Aux Shetland, les pêcheurs espèrent renaître grâce au Brexit

Capitaine de l’Adenia, chalutier long de 70 mètres, George Anderson, 59 ans, a voté pour le Brexit. Pour lui, comme pour les autres pêcheurs de Lerwick, dans l’extrême nord de l’Ecosse, ce choix relevait d’une « évidence ».

« Nous n’avions qu’une seule option: reprendre le contrôle de notre destin », lâche-t-il, assis sur le siège de sa cabine high-tech, dans le port de Lerwick balayé par les vents de la mer du Nord.

L’homme défend la pêche, « un bon boulot ». « Sortir chasser les poissons, les attraper, les ramener à terre puis s’occuper de sa famille. Le seul hic, ce sont les quotas de pêche. Le gouvernement a lâché beaucoup de poissons », déplore-t-il.

Avec l’archipel des Hébrides extérieures, les îles Shetland, à 200 kilomètres des côtes du nord de l’Ecosse, furent le seul comté britannique à voter pour une sortie du Royaume-Uni de la Communauté économique européenne (CEE) lors du référendum de 1975.

Car à l’entrée du pays dans la CEE, en 1973, les pêcheurs locaux subissent les effets conjugués de l’intégration européenne et du développement concomitant de l’industrie pétrolière.

– ‘Plus que quelques bateaux’ –

Certains partent travailler dans les raffineries, tandis que ceux restés en mer voient des chalutiers d’autres pays européens venir pêcher dans leurs eaux. La surpêche entame alors les réserves de poissons et, dans la foulée, les quotas mis en place par Bruxelles mettent sur la touche bien des pêcheurs locaux.

« Aujourd’hui, il ne reste plus que quelques bateaux », lâche, amer, George Anderson, dont les trois fils travaillent à bord du même chalutier. « Nous avions une belle flotte à l’époque, espérons qu’elle renaisse en partie! ».

Gary Leask, 38 ans, est capitaine du Krestel, un bateau de pêche aux crustacés. Contrairement à George Anderson, dont tous les camarades de classe ont fini pêcheurs, sa génération a eu le choix entre la pêche et l’or noir, découvert au début des années 1970 au large de l’archipel.

« Le pétrole, c’était la garantie d’avoir un bon salaire, se remémore-t-il, alors qu’avec la pêche on dépend de la météo et des réserves de poissons. »

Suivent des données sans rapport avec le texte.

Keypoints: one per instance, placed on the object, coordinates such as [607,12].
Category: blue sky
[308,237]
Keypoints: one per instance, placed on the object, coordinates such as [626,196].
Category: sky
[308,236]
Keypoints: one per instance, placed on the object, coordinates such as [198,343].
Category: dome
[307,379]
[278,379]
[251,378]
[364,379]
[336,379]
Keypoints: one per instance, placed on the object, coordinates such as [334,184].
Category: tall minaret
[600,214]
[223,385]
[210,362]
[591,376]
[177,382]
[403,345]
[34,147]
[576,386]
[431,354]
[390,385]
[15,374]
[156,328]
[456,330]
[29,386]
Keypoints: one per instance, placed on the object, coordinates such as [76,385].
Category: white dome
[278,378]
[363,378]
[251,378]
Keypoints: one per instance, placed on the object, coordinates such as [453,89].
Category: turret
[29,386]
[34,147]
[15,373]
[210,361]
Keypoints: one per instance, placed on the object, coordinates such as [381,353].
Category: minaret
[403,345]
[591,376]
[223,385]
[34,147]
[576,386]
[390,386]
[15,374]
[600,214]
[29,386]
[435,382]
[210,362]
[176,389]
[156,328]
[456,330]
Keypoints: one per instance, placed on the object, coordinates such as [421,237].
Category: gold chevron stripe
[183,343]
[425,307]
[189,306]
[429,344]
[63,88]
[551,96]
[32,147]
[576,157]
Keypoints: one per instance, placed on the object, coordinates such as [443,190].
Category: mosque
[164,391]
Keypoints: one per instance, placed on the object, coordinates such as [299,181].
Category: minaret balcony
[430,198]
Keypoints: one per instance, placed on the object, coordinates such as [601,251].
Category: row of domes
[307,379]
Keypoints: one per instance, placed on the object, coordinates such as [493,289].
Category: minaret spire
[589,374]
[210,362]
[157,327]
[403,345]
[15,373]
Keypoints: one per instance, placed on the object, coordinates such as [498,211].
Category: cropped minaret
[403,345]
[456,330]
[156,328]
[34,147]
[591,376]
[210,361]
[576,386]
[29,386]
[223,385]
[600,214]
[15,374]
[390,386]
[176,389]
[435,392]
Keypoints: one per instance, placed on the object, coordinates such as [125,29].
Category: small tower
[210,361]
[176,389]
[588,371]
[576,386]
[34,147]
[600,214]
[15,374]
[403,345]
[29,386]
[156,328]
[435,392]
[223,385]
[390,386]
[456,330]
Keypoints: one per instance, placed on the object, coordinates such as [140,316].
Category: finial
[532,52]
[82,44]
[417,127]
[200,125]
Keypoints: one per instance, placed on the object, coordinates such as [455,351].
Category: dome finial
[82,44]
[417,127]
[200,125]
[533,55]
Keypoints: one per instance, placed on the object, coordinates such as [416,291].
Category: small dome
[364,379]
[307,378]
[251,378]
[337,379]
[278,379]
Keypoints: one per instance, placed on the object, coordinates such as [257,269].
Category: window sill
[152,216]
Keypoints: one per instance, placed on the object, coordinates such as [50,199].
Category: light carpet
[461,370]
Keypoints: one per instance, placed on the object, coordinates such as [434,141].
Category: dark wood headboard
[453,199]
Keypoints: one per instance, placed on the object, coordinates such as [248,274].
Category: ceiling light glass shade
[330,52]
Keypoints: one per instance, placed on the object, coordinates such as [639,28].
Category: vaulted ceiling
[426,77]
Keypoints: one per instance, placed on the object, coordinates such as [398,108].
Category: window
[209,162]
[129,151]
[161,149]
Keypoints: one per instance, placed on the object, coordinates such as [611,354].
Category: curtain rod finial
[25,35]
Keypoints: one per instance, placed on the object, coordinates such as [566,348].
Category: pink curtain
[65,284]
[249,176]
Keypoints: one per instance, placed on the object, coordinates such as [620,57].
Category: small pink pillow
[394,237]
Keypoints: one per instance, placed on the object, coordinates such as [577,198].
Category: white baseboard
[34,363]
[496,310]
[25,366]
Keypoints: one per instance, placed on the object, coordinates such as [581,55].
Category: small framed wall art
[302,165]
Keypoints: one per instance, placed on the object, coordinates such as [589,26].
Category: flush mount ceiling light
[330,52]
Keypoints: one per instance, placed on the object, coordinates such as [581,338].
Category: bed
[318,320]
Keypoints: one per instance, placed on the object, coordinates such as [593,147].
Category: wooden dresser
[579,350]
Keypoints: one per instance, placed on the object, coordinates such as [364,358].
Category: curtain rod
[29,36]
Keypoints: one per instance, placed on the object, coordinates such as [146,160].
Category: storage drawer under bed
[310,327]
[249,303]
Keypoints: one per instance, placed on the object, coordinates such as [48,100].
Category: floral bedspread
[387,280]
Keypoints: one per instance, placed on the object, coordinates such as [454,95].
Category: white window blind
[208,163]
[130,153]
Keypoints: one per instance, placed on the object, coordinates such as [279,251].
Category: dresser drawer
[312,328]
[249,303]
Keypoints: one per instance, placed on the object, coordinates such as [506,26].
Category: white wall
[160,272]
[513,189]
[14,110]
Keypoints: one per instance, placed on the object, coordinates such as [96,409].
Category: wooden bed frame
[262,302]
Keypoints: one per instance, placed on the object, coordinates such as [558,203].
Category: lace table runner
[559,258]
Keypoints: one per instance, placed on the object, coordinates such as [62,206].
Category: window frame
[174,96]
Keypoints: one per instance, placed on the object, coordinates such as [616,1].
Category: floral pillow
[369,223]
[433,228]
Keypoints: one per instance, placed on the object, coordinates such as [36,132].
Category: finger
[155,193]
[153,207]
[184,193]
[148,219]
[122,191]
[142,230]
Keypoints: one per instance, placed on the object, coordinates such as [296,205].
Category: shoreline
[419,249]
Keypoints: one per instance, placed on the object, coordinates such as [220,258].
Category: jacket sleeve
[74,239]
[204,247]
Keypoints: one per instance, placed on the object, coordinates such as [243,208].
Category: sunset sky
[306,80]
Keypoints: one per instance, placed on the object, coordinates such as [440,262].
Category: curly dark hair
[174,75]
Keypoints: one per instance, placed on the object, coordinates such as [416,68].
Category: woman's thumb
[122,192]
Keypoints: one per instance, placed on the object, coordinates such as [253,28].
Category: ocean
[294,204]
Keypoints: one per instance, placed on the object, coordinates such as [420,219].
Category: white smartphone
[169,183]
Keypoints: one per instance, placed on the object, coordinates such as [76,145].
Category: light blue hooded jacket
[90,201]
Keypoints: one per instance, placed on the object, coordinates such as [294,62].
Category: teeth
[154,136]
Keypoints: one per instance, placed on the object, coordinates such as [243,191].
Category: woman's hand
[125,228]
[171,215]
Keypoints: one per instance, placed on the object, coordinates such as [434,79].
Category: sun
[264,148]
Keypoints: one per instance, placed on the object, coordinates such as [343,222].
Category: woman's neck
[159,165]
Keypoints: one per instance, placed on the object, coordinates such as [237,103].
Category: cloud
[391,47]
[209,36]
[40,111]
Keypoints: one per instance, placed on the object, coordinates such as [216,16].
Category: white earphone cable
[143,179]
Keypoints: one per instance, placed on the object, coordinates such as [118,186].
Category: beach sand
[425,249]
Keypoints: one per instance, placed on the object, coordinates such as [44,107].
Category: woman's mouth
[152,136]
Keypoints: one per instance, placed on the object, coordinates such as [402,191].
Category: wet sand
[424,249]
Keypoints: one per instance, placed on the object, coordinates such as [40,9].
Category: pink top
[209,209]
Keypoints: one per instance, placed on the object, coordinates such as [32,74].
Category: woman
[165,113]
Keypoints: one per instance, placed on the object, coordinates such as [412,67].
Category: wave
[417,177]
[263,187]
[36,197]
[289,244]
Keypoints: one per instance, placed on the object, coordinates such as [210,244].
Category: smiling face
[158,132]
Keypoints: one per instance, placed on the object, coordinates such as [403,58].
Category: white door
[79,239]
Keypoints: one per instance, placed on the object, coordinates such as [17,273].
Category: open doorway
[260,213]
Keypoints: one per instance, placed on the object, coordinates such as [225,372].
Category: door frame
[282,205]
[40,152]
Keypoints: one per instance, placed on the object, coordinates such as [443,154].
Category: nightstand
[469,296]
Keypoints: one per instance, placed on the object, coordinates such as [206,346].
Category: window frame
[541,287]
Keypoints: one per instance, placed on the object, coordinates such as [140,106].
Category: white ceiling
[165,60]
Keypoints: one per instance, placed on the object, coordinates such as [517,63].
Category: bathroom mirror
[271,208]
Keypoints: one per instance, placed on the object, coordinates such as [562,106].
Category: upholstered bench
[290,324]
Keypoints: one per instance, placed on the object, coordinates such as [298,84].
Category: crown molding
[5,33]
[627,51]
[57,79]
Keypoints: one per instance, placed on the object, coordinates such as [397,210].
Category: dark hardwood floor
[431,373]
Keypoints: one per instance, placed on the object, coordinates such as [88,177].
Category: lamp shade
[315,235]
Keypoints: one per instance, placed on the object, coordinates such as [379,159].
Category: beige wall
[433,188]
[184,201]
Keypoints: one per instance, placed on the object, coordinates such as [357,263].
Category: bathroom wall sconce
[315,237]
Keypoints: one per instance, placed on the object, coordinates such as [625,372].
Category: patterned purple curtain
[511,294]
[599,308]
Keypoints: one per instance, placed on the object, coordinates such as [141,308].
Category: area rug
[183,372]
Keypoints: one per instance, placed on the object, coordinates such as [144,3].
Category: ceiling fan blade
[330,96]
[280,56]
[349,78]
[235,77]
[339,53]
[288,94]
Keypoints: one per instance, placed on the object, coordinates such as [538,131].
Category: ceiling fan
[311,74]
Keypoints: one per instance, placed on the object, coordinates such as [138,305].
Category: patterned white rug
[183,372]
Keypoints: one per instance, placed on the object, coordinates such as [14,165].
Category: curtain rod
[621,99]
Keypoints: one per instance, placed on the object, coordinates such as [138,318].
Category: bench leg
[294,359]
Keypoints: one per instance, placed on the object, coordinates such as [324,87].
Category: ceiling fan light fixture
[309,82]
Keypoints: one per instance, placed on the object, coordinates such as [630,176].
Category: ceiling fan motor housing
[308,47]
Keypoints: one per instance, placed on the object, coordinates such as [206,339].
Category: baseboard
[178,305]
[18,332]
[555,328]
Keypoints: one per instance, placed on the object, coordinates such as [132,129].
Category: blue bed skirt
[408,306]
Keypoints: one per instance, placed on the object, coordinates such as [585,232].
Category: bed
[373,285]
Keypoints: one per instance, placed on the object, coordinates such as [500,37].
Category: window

A la sortie de l’école, trente de ses camarades ont poursuivi dans la pêche. Seuls trois en vivent toujours. « Les autres sont partis dans le pétrole ou d’autres industries, c’est dommage », lâche-t-il.

– ‘Sacrifiable’ –

Pour autant, un cinquième de la population active locale travaille encore dans l’aquaculture, et l’industrie génère le tiers des richesses de l’archipel.

Malgré leur scepticisme initial vis-à-vis de l’Europe, 56% des habitants ont voté pour rester dans l’UE, moins que la moyenne des Ecossais (62%), mais à rebours des Britanniques, qui ont voté à 52% pour sortir du bloc.

Aux Shetland, certains gardent en travers de la gorge une note rédigée par le gouvernement britannique lors des négociations d’entrée dans la CEE — et révélée trente ans plus tard — affirmant que la pêche « doit être considérée comme potentiellement sacrifiable ».

A l’approche des négociations de sortie du Royaume-Uni de l’UE, les pêcheurs redoutent d’être à nouveau victimes d’un accord entre Londres et Bruxelles qui leur serait défavorable. « C’est notre grande peur », affirme Simon Collins, un responsable de l’Association des pêcheurs des Shetland. « La plaie est toujours béante. »

D’autant que Fergus Ewing, le ministre écossais des Affaires rurales, a prévenu que la Première ministre Theresa May pourrait être tentée d’offrir un accès aux eaux territoriales britanniques aux autres pays européens en échange d’une contrepartie. « Nous devrions avoir un gouvernement écossais indépendant, capable de faire front pour les pêcheurs et leurs intérêts », a-t-il dit.

Un porte-parole du gouvernement britannique lui a répondu en affirmant que le Brexit était au contraire une « opportunité » de fixer de nouveaux quotas de pêche justes. Et, pour l’avenir de l’économie locale, de s’assurer de la durabilité des stocks de poissons.